Es ist wichtig zu verstehen, dass das Gleichbehandlungsgesetz in erster Linie für die Arbeitswelt gilt. Wenn man außerhalb der Arbeitswelt aufgrund der ethnischen Herkunft diskriminiert wird, kann man auch noch klagen oder einen Antrag bei der Kommission stellen. Aber es gibt derzeit keinen gesetzlichen Schutz, wenn Menschen außerhalb der Arbeitswelt aufgrund ihrer sexuellen Orientierung, des Alters, der Religion und Weltanschauung benachteiligt werden. Zum Beispiel gab es Fälle, wo Menschen aufgrund ihrer ethnischen Herkunft nicht in Diskotheken eingelassen wurden. Dagegen kann man etwas tun. Es kommt aber auch vor, dass homosexuelle Paare eine Wohnung mieten wollen, sie aber dann nicht bekommen. Wenn das aufgrund ihrer Homosexualität passiert, dann haben sie derzeit keine Handhabe dagegen. Dass man nicht diskriminiert werden darf, soll im Rahmen des „Levelling-up“ auch auf Dienstleistungen und Güter ausgeweitet werden. Diese Forderung unterstützt der ÖGB.

Es wird auch die bestehende Zersplitterung des Gleichbehandlungsrechts von der GAW kritisiert: Es teile sich auf Landesgesetze und unterschiedliche Bereiche auf. Sehen Sie Chancen, dass es hier zu Reformen kommt?

Das ist eine rein technische Sache. Wie es mit dem Gleichbehandlungsgesetz weitergeht, hängt von der Regierung ab. Die Frage ist, ob jemandem wichtig ist, es weiterzuentwickeln. Als Gabriele Heinisch-Hosek (SPÖ) Frauenministerin war, hatten wir öfters Novellen – ihr war die Gleichbehandlung wichtig, anderen Minister:innen weniger. Was sicher kommen wird, ist die bereits beschlossene Lohntransparenzrichtlinie der EU. Viele Impulse für Gleichbehandlung kommen von der EU, ohne sie wären wir noch nicht so weit bei Gleichbehandlung und Diversität.

Was bringt die Lohntransparenzrichtlinie für Arbeitnehmer:innen?
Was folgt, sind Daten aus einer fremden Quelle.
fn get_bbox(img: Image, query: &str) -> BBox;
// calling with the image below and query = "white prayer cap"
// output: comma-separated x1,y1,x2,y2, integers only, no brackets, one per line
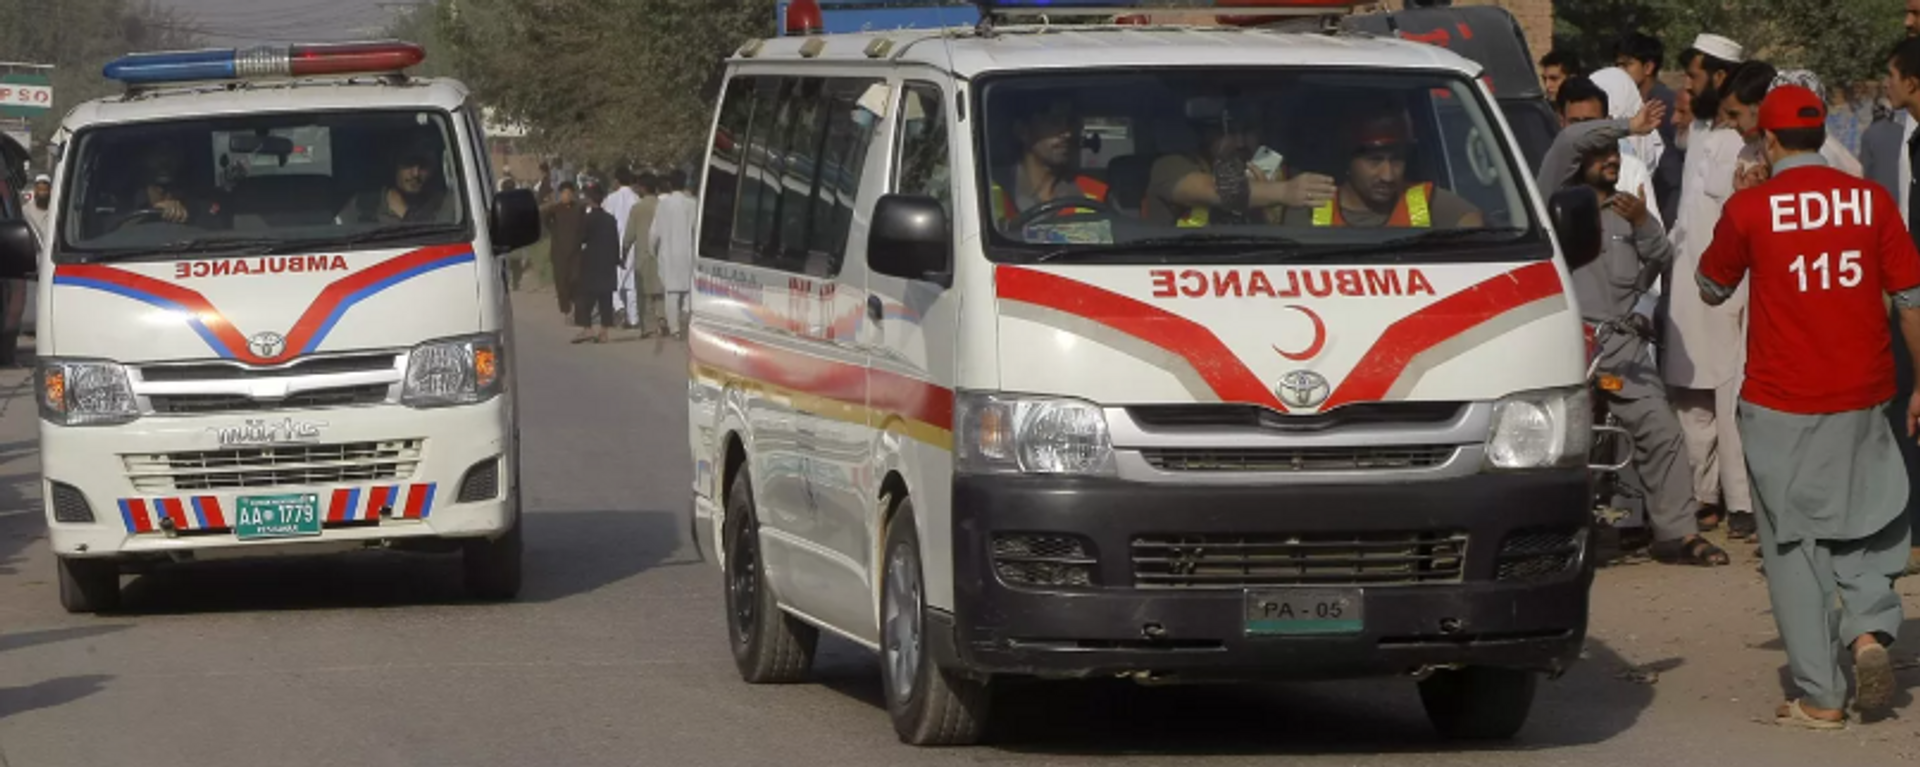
1691,33,1746,64
33,174,49,184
Bei der Lohntransparenzrichtlinie geht es um die gleiche Bezahlung von Männern und Frauen für gleichwertige Arbeit. Beschäftigte erhalten dadurch einen Auskunftsanspruch. Sie können dann zwar nicht das konkrete Einkommen ihrer Kolleg:innen abfragen, aber das durchschnittliche Entgelt einer vergleichbaren Gruppe von Beschäftigten im Unternehmen. Und Verschwiegenheitsklauseln, die Arbeitnehmer:innen daran hindern, ihr Entgelt freiwillig offenzulegen, werden verboten. Das muss die neue Regierung umsetzen.

Zum Abschluss: Warum setzen Sie sich so beherzt für Gleichberechtigungsanliegen ein?

Das ist ganz einfach: Ich bin wirklich und aufrichtig überzeugt davon, dass alle Menschen die gleichen Chancen haben sollen – ganz unabhängig davon, ob Mann oder Frau, wen sie lieben, woher sie kommen, wie alt sie sind oder welche Religion sie haben.